行く年の達成感も手伝ってかその日ばかりは心静かに朝を迎えるもやはり初詣は午前に限る。早々に身支度を整えて神社仏閣の参拝に家を出れば降り注ぐ陽光に昔を懐かしんでみたり。同じ国土にありながら表と裏で冬の天気は真逆、およそどんよりした曇空か吹雪、三が日の内に一日でも晴れてくれればそれが初詣となる雪国の正月。

一夜に背丈以上積もる雪をかきわけての通学、そんな疲れも知らず学校の先生の話だけはしっかりと。
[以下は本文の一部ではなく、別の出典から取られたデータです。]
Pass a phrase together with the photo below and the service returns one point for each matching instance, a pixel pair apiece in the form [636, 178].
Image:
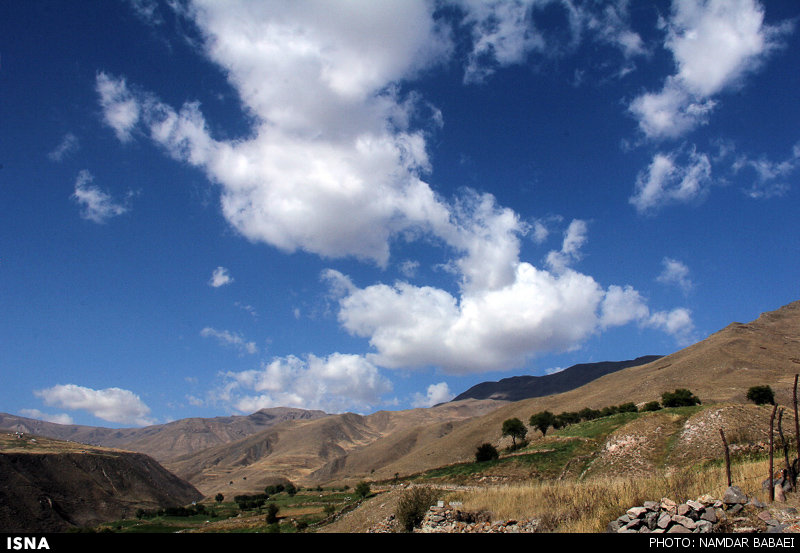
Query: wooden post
[771, 452]
[796, 422]
[727, 457]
年の瀬は地元を随分と歩いたんだけれども学校関係の相談事が少なくない。教育者たるもの世間様から一目置かれる教養と威厳を備えた存在であるべきで、昨今の保護者と学校の関係の希薄化の一端は教職員などとの労働者然とした呼び名にあるのではないかと勝手に信じ込んでいるのだけれども。どんなにダメな教師であっても子供の前で担任の批評は慎むべしという持論を有した先生が他界されて数年。そんな親心が現役にどれほど伝わっているか。天文に漢文が御専門にて教わること多く、教育者とはかくあるべしとまさに模範となる御仁であった。
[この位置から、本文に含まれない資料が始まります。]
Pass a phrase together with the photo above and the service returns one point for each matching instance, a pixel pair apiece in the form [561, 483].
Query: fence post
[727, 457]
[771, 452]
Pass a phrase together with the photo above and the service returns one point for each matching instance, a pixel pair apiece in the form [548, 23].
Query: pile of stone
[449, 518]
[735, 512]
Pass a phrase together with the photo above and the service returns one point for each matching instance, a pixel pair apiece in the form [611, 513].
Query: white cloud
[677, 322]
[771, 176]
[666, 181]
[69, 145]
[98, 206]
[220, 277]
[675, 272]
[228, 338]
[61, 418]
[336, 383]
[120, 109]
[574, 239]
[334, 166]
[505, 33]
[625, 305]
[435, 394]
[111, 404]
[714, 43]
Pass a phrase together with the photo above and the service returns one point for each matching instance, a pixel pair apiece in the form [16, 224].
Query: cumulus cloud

声の大きさが自慢にならぬ自慢の一つにて隣から聞こえた私の声に玄関で待ちわびていたらしいのだけれども待てど暮らせど呼び鈴鳴らず、二時間は待ったとか。世の趨勢に媚びぬどころかバッチも臆せずにモノ言う御仁は相手に不足なく、招かれるままに上がり込んでしまった隣家の主は退職後に地元で書道教室を営む名物先生。書といえば私とて...。筆は寝かさず立てる、筆の上に一円玉を載せて落とさず自在に操る名人の名は今も同窓会で語り継がれるところだが、私とて幼少時に書道教室に通った身にて文章の訂正を赤ペンで指示すれば達筆過ぎて読めぬと言わしめる腕前の持ち主。

区内某神社の拝殿に掲げられた木板に刻まれた漢字二文字が読めず、神事の際に御当地の氏子に訊ねはしたもののついぞ知るものなく...。字こそ読めぬもその筆跡を見るに主はさぞ立派な高僧ではあるまいかなどと想像を巡らせつつ、出典が分からぬとあっては自らの乏しい教養を反省するばかりだけれども字が読めぬとあっては話は別で床間の掛け軸で恥をかかぬよう何か手立てはないものかと先生に教えを請うてみたり。

それが万人認めるスゴ腕であればまだしも揶揄を込めて嘲笑される位だから後世に残されては末代までの恥とばかりに私などはまっぴら御免なのだけれども、さりながらやはり字が残るというのは大物の証、というか名誉なことらしく、随所に残る揮毫(きごう)。かつて、義経公の伝説残る地元の橋名板の揮毫を手がけたそうなんだけど、老朽化に伴い更新されたと聞いて同じ人物に揮毫を依頼しなかったのかね...と言いかけてはたと気付いた。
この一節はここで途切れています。